I sat down with Rubin for a conversation about entrepreneurial funding’s rapid evolution-- from equity crowdfunding to Initial Coin Offerings (ICOs)-- where he sees this trending and his thoughts on where our lives might be headed the rest of the century. (Find our full video interview here.)
Crowdfunding, ICOs and The Future Of Entrepreneurship
Through Indiegogo’s decade, funding has transformed. In 2008, few people understood or believed in crowdfunding. We’re now in a similar transition with equity crowdfunding, a field the company helped pioneer, working with legislators and regulators from passage of the JOBS Act through the evolution of regulations.
While equity crowdfunding has advanced more slowly than some had anticipated, Rubin proposes, “I think when equity crowdfunding turns 10 years old, it will have been a gamechanger.”
"When equity crowdfunding turns 10 years old, it will have been a gamechanger."
Recently, ICOs have upstaged other forms of early stage funding, though it’s been a mad gold rush. While ICOs clearly compete with traditional crowdfunding-- and have thus far raised more in aggregate than all Indiegogo campaigns combined-- Rubin remains mission-focused. “I’m super pro any innovation which improves access to capital, because I’m very pro-the-entrepreneur.”
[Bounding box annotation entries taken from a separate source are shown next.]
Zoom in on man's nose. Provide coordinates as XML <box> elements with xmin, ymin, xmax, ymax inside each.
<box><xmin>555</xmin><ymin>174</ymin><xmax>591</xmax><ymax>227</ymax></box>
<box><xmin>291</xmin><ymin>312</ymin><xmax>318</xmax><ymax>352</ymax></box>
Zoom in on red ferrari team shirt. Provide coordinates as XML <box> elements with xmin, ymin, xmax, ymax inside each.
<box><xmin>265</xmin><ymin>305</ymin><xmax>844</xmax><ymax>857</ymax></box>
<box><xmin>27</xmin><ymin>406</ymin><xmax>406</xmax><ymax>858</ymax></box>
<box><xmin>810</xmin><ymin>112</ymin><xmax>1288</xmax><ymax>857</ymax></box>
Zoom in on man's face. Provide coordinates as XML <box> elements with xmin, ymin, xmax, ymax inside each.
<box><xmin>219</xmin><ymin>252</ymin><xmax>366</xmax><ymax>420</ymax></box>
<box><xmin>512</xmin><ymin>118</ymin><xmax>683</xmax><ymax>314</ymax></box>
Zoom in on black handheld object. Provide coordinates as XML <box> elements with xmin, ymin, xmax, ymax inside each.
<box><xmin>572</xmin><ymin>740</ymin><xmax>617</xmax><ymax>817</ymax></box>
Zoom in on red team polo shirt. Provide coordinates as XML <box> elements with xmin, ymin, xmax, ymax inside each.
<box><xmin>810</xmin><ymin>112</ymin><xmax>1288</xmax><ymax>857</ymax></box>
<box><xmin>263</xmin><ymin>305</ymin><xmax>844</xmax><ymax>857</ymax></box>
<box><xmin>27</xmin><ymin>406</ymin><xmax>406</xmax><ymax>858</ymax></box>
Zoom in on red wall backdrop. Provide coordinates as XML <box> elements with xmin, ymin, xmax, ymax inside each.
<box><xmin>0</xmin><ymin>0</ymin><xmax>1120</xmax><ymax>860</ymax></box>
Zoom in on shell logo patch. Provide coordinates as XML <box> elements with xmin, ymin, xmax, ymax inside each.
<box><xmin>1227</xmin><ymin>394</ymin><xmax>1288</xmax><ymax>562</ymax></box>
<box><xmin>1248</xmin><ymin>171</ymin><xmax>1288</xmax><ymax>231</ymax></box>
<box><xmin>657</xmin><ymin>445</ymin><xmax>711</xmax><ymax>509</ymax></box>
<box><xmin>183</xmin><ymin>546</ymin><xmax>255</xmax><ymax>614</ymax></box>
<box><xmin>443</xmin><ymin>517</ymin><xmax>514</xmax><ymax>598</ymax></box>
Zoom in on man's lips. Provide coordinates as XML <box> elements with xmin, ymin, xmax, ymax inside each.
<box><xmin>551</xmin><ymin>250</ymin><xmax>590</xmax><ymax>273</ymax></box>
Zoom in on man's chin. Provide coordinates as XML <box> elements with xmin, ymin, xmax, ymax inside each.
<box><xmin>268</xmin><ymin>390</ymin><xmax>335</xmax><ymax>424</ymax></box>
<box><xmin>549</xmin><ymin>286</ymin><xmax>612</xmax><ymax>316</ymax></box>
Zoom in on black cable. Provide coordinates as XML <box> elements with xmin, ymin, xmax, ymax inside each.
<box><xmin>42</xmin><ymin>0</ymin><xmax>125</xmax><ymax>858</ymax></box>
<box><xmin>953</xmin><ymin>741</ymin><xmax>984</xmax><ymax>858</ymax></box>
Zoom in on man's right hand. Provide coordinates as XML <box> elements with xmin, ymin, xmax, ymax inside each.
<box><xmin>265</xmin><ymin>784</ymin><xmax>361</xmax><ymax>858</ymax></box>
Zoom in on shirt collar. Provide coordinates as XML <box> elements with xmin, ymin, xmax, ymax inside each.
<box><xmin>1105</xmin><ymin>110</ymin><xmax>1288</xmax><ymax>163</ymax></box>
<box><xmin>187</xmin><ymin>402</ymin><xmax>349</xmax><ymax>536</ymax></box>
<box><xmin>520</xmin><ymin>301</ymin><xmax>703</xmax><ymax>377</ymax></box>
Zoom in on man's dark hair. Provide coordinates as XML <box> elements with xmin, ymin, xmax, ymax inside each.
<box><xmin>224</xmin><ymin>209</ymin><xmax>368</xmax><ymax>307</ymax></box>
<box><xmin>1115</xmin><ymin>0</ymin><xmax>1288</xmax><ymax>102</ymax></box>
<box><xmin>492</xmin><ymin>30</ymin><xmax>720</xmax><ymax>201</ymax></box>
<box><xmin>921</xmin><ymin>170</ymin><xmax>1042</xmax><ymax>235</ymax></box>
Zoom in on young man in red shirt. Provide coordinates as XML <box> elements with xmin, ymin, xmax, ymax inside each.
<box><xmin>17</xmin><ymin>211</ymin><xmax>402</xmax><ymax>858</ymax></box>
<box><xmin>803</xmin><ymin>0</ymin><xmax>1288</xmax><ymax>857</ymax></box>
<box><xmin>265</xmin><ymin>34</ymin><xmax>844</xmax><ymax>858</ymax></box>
In late 2017, Indiegogo announced a new platform for supporting ICOs. The company seeks to remain at the forefront of funding while navigating a credible, compliant path. “I’d be surprised if by the end of the decade it’s not already quite clear.” Indie is working with regulators to enable ICOs while mitigating risks for entrepreneurs and the public.
A cautious, engaged approach to ICOs might yet prevail.
While Indie missed the ICO scramble, their cautious approach might yet prevail. SEC Chairman Jay Clayton recently commented, “Many ICOs are being conducted illegally…. Some people say that’s because the law isn’t clear. I do not buy that for a moment.”
While some lament the rise of ICO regulation, the field’s productive proliferation requires clarity. Regulators worldwide are experimenting with various approaches to simultaneously protect citizens and attract and encourage ICO activity. French Finance Minister Bruno Le Maire recently asserted his country’s ambition to provide a regulatory framework necessary for France to become a leading ICO hub. “A revolution is underway…. [France] should not miss out on the blockchain revolution.”
20 Years Hence
Beyond funding and entrepreneurship, I asked Rubin for his thoughts about our lives 20 years hence. “It will be a much easier life to live, but more complicated.” When one’s station in life was defined by others—corporate hierarchies, religion, class systems, society in general—while restrictive, sometimes oppressive, individuals also attained a sort of freedom from the responsibility to determine their own paths.
“The world will become more convenient in terms of your day-to-day, but more complicated holistically as to where you fit in the world.” It’s easier to plan when you know you’re going to be a lawyer, steelworker or homemaker, just like your parents. When anything is possible, success requires far more personal vision and responsibility.
When anything is possible, success requires far more personal vision and responsibility.
It’s appropriate for Rubin to raise this concern. As an entrepreneur’s entrepreneur, the ability to define who we are and to what we aspire has been intrinsic to everything he and his company have become, and the opportunities they offer each of us.
While defining objectives in a world of unlimited possibilities may seem daunting, innovators like Rubin help provide the means to explore and manifest. Whether we appreciate it or not, through success and failure, we’re each becoming the entrepreneurs of our own lives.